Although, there is improvement the more we train the network, 100  epochs is a reasonably high computation parameter for a study of the general features of the desviation for every country. It only rests to study the deviation for the particular case of Colombia.

In [None]:
casesCol =time_evol.loc['Colombia',[s for s in time_evol.keys() if 'cases' in s]]
casesCol= casesCol[::-1]
i=1
while i<45:
    casesCol[i]=casesCol[i]+casesCol[i-1]
    i+=1
deathsCol =time_evol.loc['Colombia',[s for s in time_evol.keys() if 'deaths' in s]]
deathsCol= deathsCol[::-1]
i=1
while i<45:
    deathsCol[i]=deathsCol[i]+deathsCol[i-1]
    i+=1

strDates=[]
for date in dates:
    strDates.append(str(date[0])+'/'+str(date[1]))
strDates= strDates[::-1]

plt.figure(figsize=(14,10))
UncertCol=np.array(casesCol+12*(loss_values[99,only_cases_countries.index('Colombia')])**0.5)
DowncertCol=np.array(casesCol-12*(loss_values[99,only_cases_countries.index('Colombia')])**0.5)

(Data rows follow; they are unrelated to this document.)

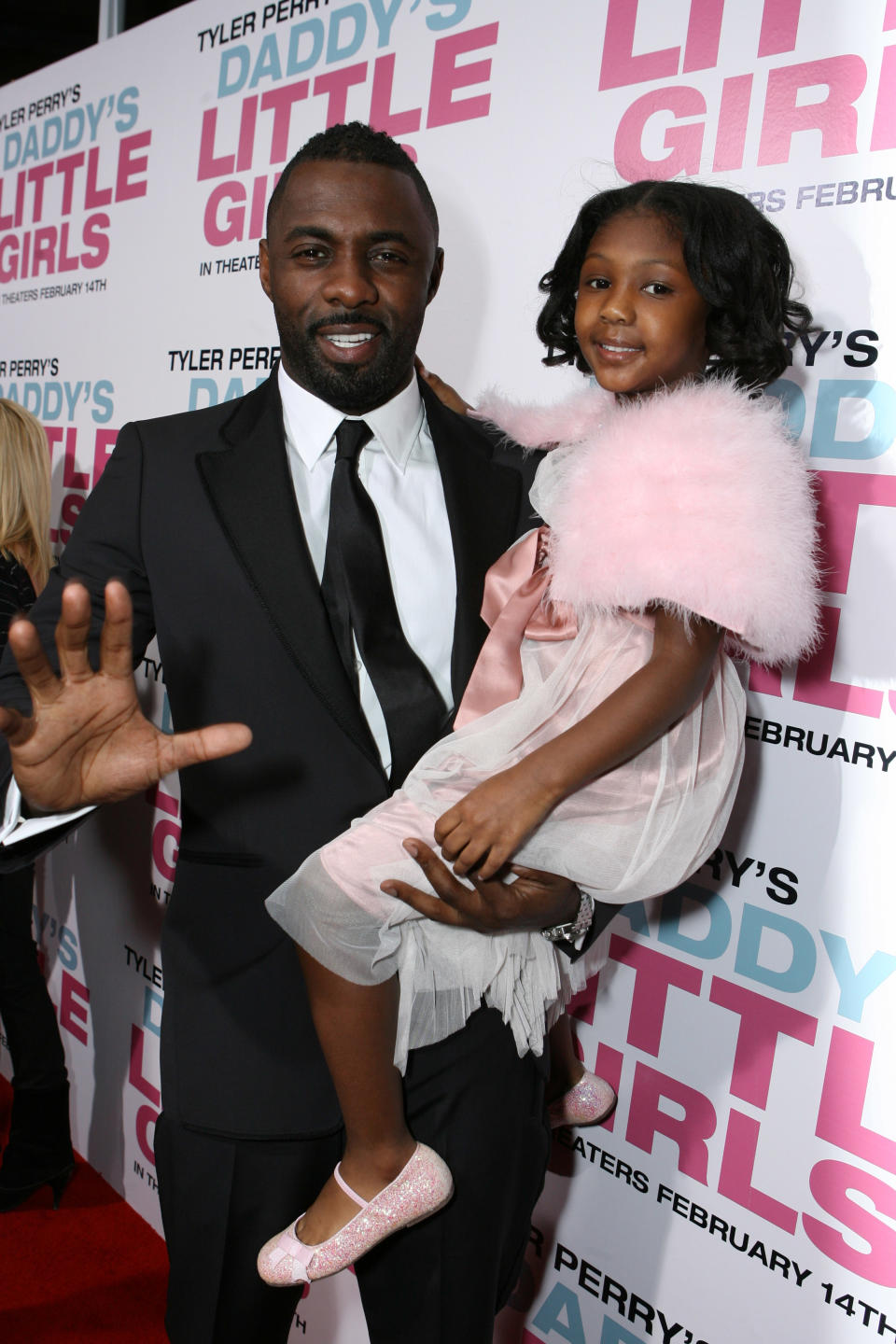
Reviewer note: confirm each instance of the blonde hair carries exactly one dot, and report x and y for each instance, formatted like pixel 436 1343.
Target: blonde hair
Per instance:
pixel 24 491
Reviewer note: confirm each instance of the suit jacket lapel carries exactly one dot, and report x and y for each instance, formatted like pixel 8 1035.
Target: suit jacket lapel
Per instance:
pixel 250 489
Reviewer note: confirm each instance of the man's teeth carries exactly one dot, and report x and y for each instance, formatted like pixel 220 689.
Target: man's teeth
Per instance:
pixel 347 339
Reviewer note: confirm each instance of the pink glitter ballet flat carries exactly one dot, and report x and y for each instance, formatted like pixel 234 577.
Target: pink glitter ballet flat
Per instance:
pixel 589 1102
pixel 422 1187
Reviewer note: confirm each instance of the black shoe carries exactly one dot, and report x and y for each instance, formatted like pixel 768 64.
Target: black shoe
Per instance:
pixel 39 1149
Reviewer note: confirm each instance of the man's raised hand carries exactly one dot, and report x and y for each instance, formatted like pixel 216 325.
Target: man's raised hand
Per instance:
pixel 88 739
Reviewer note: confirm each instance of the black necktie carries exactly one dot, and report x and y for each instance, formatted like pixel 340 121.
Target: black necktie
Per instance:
pixel 357 595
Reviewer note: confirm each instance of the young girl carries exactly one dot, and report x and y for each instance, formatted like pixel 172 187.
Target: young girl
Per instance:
pixel 602 732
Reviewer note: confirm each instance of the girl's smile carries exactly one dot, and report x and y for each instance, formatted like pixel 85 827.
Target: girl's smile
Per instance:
pixel 638 319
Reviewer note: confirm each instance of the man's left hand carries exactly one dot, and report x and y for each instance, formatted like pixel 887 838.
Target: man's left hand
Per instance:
pixel 532 902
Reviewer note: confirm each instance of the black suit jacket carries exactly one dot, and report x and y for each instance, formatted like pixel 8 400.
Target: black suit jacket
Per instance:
pixel 196 512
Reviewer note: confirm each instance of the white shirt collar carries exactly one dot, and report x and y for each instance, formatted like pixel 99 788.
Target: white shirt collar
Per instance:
pixel 311 424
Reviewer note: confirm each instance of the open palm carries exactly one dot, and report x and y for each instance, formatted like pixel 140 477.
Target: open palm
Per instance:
pixel 88 739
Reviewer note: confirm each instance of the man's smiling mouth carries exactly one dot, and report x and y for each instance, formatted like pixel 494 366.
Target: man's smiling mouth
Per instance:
pixel 345 341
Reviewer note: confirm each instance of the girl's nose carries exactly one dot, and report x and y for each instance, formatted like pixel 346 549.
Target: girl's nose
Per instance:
pixel 349 283
pixel 617 307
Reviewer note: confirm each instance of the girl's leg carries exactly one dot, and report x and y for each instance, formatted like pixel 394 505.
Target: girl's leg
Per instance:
pixel 357 1029
pixel 566 1066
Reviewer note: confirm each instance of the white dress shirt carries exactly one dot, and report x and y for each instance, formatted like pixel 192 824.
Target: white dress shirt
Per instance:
pixel 399 470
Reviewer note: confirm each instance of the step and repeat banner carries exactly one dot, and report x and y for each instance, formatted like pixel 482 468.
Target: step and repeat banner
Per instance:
pixel 746 1187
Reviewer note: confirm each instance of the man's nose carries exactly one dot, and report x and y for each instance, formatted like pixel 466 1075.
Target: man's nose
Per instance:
pixel 349 283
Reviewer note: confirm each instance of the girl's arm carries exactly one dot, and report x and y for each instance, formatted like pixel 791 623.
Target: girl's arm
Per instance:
pixel 485 828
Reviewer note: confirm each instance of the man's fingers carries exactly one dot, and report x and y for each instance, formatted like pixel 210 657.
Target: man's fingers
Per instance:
pixel 15 727
pixel 422 901
pixel 210 744
pixel 73 629
pixel 116 652
pixel 38 675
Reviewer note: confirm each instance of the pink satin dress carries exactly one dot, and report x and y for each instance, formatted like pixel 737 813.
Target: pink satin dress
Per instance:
pixel 632 833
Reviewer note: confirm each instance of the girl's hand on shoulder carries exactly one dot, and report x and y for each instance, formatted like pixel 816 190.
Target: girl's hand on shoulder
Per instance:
pixel 446 394
pixel 483 831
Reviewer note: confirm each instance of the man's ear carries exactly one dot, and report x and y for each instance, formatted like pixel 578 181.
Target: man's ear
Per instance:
pixel 436 275
pixel 263 272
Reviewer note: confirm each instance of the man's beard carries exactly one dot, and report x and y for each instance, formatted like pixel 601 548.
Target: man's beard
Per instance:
pixel 349 387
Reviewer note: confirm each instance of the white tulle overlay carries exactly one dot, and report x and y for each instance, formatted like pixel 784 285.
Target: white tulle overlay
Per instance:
pixel 635 833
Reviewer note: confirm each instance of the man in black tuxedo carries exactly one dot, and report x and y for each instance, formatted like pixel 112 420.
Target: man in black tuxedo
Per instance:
pixel 216 523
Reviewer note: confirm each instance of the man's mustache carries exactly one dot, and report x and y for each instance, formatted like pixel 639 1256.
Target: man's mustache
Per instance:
pixel 347 320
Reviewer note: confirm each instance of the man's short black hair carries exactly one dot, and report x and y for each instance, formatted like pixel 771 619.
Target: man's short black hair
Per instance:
pixel 357 143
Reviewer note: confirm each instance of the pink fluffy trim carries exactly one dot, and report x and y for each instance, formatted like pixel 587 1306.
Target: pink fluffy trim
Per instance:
pixel 696 498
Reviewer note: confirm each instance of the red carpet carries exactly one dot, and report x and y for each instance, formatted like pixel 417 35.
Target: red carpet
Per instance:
pixel 91 1270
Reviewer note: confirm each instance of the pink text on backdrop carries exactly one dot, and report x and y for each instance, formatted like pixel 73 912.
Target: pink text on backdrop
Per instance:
pixel 58 189
pixel 833 1184
pixel 262 134
pixel 840 497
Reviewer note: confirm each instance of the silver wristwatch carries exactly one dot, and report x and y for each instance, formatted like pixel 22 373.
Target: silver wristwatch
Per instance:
pixel 572 931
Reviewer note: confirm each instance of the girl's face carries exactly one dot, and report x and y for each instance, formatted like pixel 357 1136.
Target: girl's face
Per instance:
pixel 638 317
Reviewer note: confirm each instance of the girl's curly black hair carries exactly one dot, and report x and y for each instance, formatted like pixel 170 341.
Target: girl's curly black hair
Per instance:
pixel 736 259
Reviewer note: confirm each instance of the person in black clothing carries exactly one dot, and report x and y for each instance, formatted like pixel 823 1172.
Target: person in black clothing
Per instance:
pixel 39 1148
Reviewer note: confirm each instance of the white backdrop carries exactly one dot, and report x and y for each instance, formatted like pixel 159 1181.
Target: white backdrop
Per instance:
pixel 746 1187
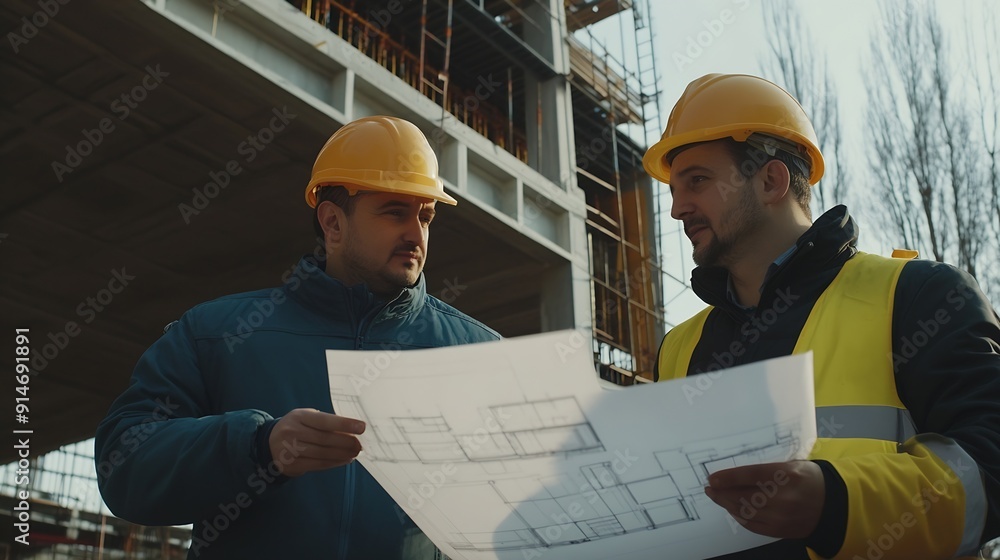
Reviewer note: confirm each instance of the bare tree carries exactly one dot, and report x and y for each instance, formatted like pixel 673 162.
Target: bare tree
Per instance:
pixel 794 65
pixel 986 78
pixel 931 164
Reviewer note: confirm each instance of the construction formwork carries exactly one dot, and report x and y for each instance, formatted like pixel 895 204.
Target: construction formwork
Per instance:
pixel 68 519
pixel 485 75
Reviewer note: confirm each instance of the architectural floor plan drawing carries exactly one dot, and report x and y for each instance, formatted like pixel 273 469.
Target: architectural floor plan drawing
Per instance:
pixel 513 450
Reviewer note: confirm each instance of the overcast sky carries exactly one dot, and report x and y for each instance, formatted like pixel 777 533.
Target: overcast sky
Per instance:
pixel 728 36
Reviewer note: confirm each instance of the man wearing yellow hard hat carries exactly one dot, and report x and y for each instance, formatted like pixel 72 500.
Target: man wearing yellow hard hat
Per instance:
pixel 231 428
pixel 906 352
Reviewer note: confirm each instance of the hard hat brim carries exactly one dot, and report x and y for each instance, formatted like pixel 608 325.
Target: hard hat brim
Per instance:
pixel 655 164
pixel 412 184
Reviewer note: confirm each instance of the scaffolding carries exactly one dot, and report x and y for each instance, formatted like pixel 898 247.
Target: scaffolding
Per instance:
pixel 69 519
pixel 611 98
pixel 460 41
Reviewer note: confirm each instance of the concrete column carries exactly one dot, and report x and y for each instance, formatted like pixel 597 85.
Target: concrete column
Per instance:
pixel 548 110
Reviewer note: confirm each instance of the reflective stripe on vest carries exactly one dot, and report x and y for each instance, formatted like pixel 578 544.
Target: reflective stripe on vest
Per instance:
pixel 870 422
pixel 849 331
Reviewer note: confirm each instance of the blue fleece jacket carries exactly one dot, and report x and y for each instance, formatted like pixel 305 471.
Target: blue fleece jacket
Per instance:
pixel 178 446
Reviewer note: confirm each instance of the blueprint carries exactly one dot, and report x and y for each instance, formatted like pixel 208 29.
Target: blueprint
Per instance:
pixel 513 450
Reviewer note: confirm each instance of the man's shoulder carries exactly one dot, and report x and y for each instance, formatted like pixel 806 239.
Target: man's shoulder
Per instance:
pixel 479 331
pixel 216 315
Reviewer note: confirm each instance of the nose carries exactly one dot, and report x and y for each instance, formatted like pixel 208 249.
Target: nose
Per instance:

dias=np.array(np.arange(len(strDates)))
plt.plot(dias,casesCol,'.')
#plt.plot(dias,UncertCol,'.')
plt.fill_between(x=dias,y1=UncertCol.astype(float),y2=DowncertCol.astype(float),alpha=0.2)
plt.xticks(dias,strDates,rotation=45)
plt.xlabel('Date',size=20)
plt.ylabel('Covid cases per capita',size=20)
plt.title('Confiedence interval for Covid cases in Colombia',size=24)
plt.show()

We see a high level of variability and a wide range of values avaliable of the possible evolution of the system. This is a rough estimate based on the similarity of the data in every country and to minimize the difference between a prediction and the real value.

## Limitations

It bears to say that the method exposed here only applies for determination of uncertanty based in previous data and does not aim to predict the evolution of the disease or prove the effectivity of public policies. A high dispersion may also affect the stability of the network, as it would happen in a country with a poor healthcare system that reports the cases in batches, such as week per week.

## Outlook and final remarks

This is a first approximation to the problem of determining uncertainty and it is based on the data alone. Proposing a model for the evolution of the virus may help in improving the calculation of uncertainty via logistic regression, for instance. This project has been quite fun to develop and has showed me a new perspective on how we read and interpret data. I eagerly await for comments and ideas in how I can improve my estimations.